The default rate on first mortgages increased slightly to 0.70% in October – up from 0.67% in September but down from 0.81% in October 2015, according to the S&P/Experian Consumer Credit Default Indices.
The default rate for second mortgages was 0.58%, up slightly from 0.56% in September and up from 0.56% in October 2015.
The auto loan default rate was 1.08%, up from 1.05% in September and up from 1.00% in October 2015, while the credit card default rate was 2.76%, same as September and up from 2.75% in October of last year.
The composite default rate was 0.87%, up from 0.84% in September but down from 0.94% in October 2015.
“Consumer credit and mortgage debt outstanding are rising, and economic growth picked up in the third quarter,” says David M. Blitzer, managing director and chairman of the index committee at S&P Dow Jones Indices, in a statement. “These positive signs are accompanying small increases in the consumer credit default rates. While the rise in defaults is minor, it is seen in all but one credit category: The bank card default rate was unchanged,, while mortgages and auto loans saw increases. Among the five cities tracked in this report, four experienced higher default rates. With recent reports showing improved consumer sentiment and the holiday spending season fast approaching, default rates may bear scrutiny.
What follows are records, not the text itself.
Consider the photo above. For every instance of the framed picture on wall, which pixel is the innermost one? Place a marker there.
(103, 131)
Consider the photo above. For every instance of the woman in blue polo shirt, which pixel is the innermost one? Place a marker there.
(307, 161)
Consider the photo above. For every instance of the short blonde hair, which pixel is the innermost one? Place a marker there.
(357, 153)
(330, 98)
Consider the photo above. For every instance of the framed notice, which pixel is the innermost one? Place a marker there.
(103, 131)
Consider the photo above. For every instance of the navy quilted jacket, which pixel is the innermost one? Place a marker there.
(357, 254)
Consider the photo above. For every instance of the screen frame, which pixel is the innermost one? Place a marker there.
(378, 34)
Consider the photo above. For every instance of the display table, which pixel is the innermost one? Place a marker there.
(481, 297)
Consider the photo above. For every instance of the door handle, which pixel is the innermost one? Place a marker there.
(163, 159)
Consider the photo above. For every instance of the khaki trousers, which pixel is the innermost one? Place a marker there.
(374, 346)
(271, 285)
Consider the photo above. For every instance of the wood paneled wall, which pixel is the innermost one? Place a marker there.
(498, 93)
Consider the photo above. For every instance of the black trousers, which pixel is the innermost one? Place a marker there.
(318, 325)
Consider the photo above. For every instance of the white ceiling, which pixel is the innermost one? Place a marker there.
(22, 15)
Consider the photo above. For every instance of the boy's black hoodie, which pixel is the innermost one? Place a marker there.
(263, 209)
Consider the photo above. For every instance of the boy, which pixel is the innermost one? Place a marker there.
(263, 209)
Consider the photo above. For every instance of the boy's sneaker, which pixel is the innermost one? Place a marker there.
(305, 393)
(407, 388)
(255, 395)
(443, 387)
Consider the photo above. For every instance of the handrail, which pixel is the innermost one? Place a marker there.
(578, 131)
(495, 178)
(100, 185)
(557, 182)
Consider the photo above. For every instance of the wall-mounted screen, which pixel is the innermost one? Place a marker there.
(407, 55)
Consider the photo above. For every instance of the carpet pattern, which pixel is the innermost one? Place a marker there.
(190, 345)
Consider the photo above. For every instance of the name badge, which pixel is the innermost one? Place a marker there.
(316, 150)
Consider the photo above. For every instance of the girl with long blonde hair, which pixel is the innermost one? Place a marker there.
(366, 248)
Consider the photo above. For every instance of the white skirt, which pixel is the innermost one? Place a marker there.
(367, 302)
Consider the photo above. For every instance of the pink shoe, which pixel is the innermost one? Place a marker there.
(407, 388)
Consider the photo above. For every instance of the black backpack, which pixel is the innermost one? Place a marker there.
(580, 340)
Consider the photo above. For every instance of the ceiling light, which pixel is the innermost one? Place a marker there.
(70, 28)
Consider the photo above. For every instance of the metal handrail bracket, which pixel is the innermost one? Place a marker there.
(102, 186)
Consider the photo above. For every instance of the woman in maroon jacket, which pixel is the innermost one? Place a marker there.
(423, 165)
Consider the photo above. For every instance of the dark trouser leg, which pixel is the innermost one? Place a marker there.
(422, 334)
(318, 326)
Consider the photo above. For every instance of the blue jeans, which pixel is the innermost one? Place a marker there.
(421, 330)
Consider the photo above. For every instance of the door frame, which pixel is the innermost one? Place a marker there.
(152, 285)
“The data in this report pre-date the election, so it is too early to tell if the elections will affect consumers’ borrowing plans,” Blitzer adds. “However, interest rates are likely to rise over the next year and may put upward pressure on consumer credit interest rates and lending terms. Recent comments by Federal Reserve officials point to a tightening in December. Market interest rates led by the 10-year Treasury note rose sharply last week. Most analysts expect the new administration to expand federal spending and cut taxes – two forces likely to push interest rates higher. For consumers, higher interest rates will be seen first in mortgages.”